Die FDP als Garant der sozialen Gerechtigkeit - das ist das Bild, das Lindners FDP in diesen Tagen gerne verbreitet. Ihr Hauptthema Bildung, das im Wahlprogramm ganz vorne steht, verknüpft sie eng mit dem Gerechtigkeitsgedanken.

Hymne mitsingen? - Würde ich wieder fordern

Und dann kommt Lindner noch zu einem heiklen Thema: "Özilgate", wie er es nennt. Dem "Stern" hatte er auf die Frage, ob Nationalspieler Mesut Özil die deutsche Hymne mitsingen solle, mit Ja geantwortet. Prompt erntete er einen Shitstorm und wurde vom Grünen Jürgen Trittin mit dem AfD-Spitzenkandidaten Alexander Gauland verglichen. Er habe ja nicht geahnt, was ein einziges Ja für ein Echo auslösen könne, sagt Lindner, der Medienprofi.

"Wenn ich es gewusst hätte, ich hätte trotzdem so geantwortet." Nicht weil er eine Hymnenpolizei wolle, sondern weil die Hymne ein Symbol des Grundgesetzes sei. Und das sei das Beste, worauf sich Menschen berufen könnten - weshalb es Lindner auch kritisiert, dass manche Konservative nicht mehr auf die Verfassung, sondern auf das christliche Abendland zurückgreifen.

Von manchem Zuspruch aber, den ihm die Hymnenempfehlung für Özil eingebracht hat, will auch er nichts wissen.
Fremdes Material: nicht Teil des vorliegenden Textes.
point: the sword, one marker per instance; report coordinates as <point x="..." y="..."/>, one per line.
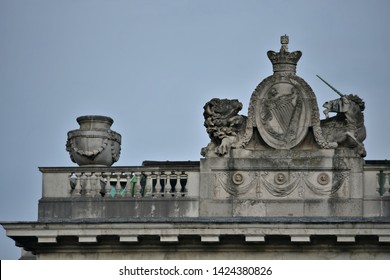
<point x="329" y="85"/>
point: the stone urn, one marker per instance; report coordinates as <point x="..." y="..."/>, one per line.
<point x="94" y="144"/>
Schließlich legt Linder doch Wert darauf, sich von "jener autoritären Truppe", der AfD, klar abzugrenzen. Der vermeintlich wirtschaftsliberalen Spitzenkandidatin der Partei, Alice Weidel, ruft er zu: "Du bist doch nicht liberal, bloß weil du Steuern senken willst."

Am Endes seiner Rede ertönt der Applaus wieder und geht in jenes minutenlange rhythmische Klatschen über, das Parteitage als Gradmesser der Zustimmung offenbar benötigen. Die Delegierten wollen kaum aufhören - sie jubeln, applaudieren, rufen nach Zugabe. Es sei eine exzellente Rede gewesen, sagen viele im Anschluss. Und sie danken ihrem Parteichef: Er wird am Nachmittag mit 91 Prozent der Stimmen wiedergewählt, was allerdings etwas weniger ist als vor zwei Jahren. Dennoch: Es ist ein guter Auftakt für die nächsten Tage und Monate des Wahlkampfes. Und vielleicht hilft er ja Lindner, das Bild der höhnisch jubelnden Grünen weiter verblassen zu lassen.